Anti-Fraud Cure Often More Expensive Than Losses From Fraud

MINNEAPOLIS, Minn.—A new study indicates that financial institution fraud prevention costs are exceeding actual losses for many payments types.

The finding, from the Payments Fraud Survey conducted by the Federal Reserve Banks of Minneapolis, Boston, Chicago, Dallas, and Richmond during April and May 2014, suggests banks and credit unions should evaluate security investments in relation to the overall cost of payment fraud to the FI.

The study indicated that while the finding could suggest that financial institutions and companies are “overcompensating in prevention vis-à-vis likely losses, it is also possible that risk mitigation strategies and fraud prevention investments have indeed been effective.”

Financial institutions are particularly likely to perceive that risk mitigation strategies have led to a decrease in fraud losses, with 71% saying they agree with that statement, compared to only 33% of non-financial firms. More than half of the respondents (60%) whose losses increased or stayed the same report that risk measures taken helped to control the level of losses.

Financial institutions are also heavier users of customer authentication methods than non-financial firms, the study noted. “For example, almost all (92%) of surveyed financial institutions use multi-factor authentication, while only 35% of non-financial firms do so. Financial institutions are also more likely to use a variety of transaction screening and risk management methods than non-financial firms, according to survey results,” the report stated.

Although many respondents experienced fraud attempts and losses, in 2013 one out of five (21%) financial institutions and one out of two (54%) non-financial firms did not incur losses, suggesting effective measures were in place preventing the successful use of compromised payment instruments and information, or possibly the fraud attempt was relatively unsophisticated.

“Indeed, the data shows that companies are investing increasingly in fraud prevention, mitigation, and control,” the report stated. “These investments should be taken into consideration when evaluating the overall cost of payment fraud to individual companies and to the economy as a whole.”

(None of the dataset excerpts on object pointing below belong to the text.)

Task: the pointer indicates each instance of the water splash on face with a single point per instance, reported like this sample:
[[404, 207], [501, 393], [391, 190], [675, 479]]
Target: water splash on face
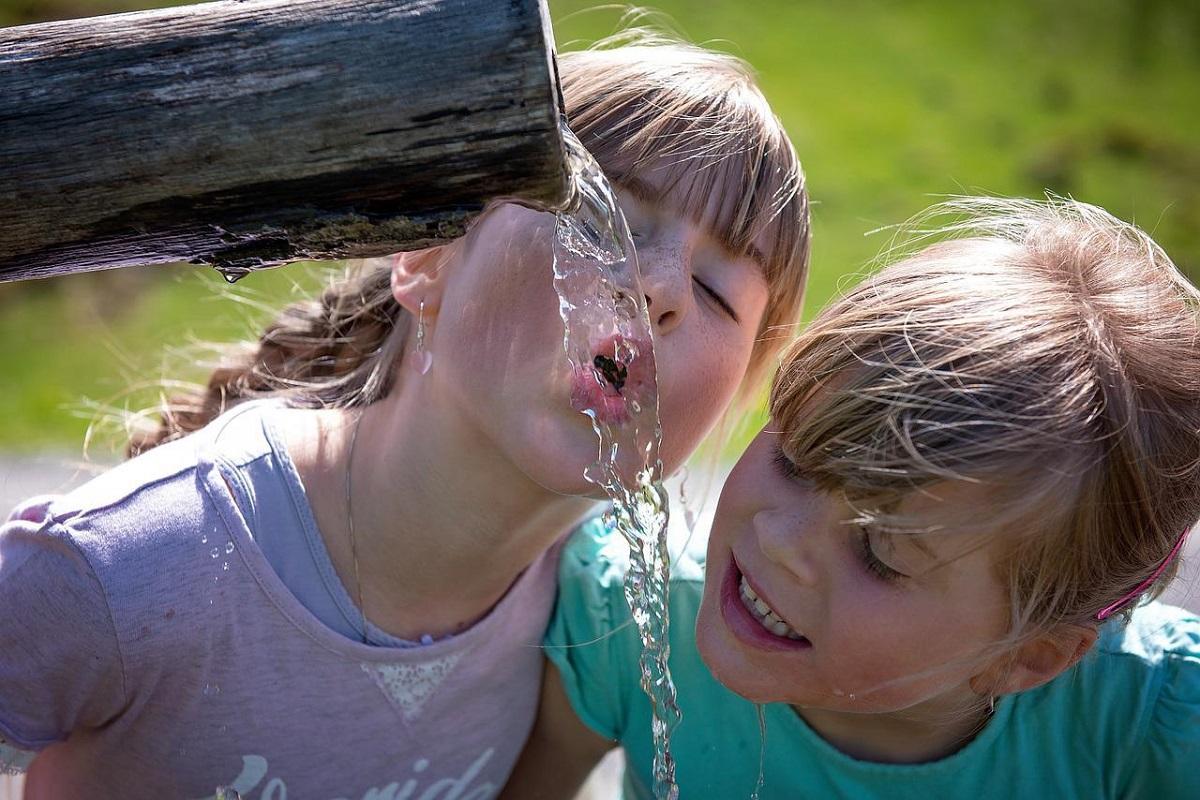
[[609, 342]]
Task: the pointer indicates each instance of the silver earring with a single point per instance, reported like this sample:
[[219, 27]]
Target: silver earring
[[421, 358]]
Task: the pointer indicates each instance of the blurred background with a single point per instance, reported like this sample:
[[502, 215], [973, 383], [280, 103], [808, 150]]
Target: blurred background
[[891, 104]]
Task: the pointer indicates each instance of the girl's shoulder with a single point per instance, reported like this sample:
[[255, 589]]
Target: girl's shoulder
[[1156, 635], [1138, 698]]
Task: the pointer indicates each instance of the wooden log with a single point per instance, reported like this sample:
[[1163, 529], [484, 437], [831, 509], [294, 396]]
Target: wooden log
[[256, 132]]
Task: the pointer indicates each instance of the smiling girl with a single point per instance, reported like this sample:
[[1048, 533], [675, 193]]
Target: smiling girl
[[930, 563], [336, 588]]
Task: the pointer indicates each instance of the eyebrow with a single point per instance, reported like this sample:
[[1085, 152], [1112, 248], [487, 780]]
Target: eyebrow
[[646, 192]]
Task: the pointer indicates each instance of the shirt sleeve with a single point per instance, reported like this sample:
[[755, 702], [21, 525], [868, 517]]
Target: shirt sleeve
[[592, 638], [60, 667], [1169, 762]]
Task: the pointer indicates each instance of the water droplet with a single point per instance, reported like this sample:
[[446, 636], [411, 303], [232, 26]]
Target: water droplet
[[232, 274]]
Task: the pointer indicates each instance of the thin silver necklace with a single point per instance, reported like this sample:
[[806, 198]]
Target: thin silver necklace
[[349, 519]]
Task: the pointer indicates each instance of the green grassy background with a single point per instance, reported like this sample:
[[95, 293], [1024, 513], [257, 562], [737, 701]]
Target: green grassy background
[[889, 103]]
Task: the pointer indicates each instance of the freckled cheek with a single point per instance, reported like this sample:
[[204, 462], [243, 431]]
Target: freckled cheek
[[694, 390]]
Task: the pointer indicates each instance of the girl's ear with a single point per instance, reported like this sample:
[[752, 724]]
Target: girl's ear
[[1037, 661], [418, 277]]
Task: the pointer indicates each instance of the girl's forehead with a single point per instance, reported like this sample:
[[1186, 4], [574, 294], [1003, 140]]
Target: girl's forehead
[[666, 190]]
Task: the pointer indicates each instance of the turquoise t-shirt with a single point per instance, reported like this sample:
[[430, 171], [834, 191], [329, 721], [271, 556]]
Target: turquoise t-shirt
[[1123, 723]]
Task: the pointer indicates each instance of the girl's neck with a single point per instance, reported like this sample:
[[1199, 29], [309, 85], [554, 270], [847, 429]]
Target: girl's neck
[[442, 523], [927, 733]]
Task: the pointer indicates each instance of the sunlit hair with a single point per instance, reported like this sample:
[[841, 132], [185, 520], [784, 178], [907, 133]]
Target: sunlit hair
[[641, 102], [1045, 352]]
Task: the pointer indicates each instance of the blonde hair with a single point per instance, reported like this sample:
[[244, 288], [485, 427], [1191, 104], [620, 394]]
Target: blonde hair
[[635, 100], [1047, 352]]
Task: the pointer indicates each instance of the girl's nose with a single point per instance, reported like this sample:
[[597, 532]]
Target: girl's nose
[[666, 280]]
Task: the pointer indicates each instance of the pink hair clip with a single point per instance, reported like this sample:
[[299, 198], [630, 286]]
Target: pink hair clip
[[1147, 583]]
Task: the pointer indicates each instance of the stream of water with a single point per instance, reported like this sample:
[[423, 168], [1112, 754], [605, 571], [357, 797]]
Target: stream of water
[[609, 343]]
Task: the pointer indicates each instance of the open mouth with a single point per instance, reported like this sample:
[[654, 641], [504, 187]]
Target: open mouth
[[751, 619], [765, 614], [611, 388]]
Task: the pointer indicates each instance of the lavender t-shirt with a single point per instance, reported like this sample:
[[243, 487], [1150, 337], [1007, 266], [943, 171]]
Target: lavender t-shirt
[[149, 650]]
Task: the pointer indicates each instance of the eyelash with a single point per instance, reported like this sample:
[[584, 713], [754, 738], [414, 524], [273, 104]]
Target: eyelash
[[712, 293], [863, 539], [718, 299], [871, 561]]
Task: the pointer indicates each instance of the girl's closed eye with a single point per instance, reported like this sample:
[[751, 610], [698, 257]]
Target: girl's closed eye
[[715, 296], [873, 563]]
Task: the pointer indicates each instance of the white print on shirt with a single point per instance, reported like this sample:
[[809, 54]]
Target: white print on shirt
[[408, 686], [13, 761], [255, 769]]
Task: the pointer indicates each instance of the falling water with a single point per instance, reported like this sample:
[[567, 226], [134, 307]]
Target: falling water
[[609, 343], [762, 749]]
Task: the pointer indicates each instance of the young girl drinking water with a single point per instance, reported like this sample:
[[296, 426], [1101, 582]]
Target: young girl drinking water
[[336, 588], [930, 565]]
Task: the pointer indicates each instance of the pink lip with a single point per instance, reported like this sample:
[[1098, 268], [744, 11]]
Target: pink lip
[[592, 392], [744, 626]]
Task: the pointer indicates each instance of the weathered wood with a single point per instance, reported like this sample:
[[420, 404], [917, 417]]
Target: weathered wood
[[256, 132]]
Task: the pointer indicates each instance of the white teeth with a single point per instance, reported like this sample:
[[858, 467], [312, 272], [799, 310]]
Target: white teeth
[[765, 614]]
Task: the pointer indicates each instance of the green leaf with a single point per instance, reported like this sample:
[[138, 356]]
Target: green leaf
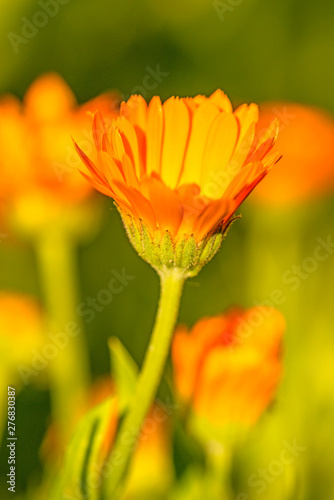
[[81, 476], [124, 373]]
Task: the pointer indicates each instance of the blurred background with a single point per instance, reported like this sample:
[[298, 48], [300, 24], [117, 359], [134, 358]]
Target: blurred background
[[256, 52]]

The biennial survey, started in 2009, seeks to uncover fraud trends for a variety of payment types, including checks, cash, debit and credit cards, automated clearinghouse (ACH) transactions, and wire transfers. Respondents are asked to describe types and levels of fraud and also to highlight effective fraud mitigation strategies.

In keeping with previous surveys, signature debit transactions are the payment type cited by the largest number of financial institutions as accounting for high levels of payments fraud losses (92% of financial service companies), while checks are cited by 75% of non-financial companies.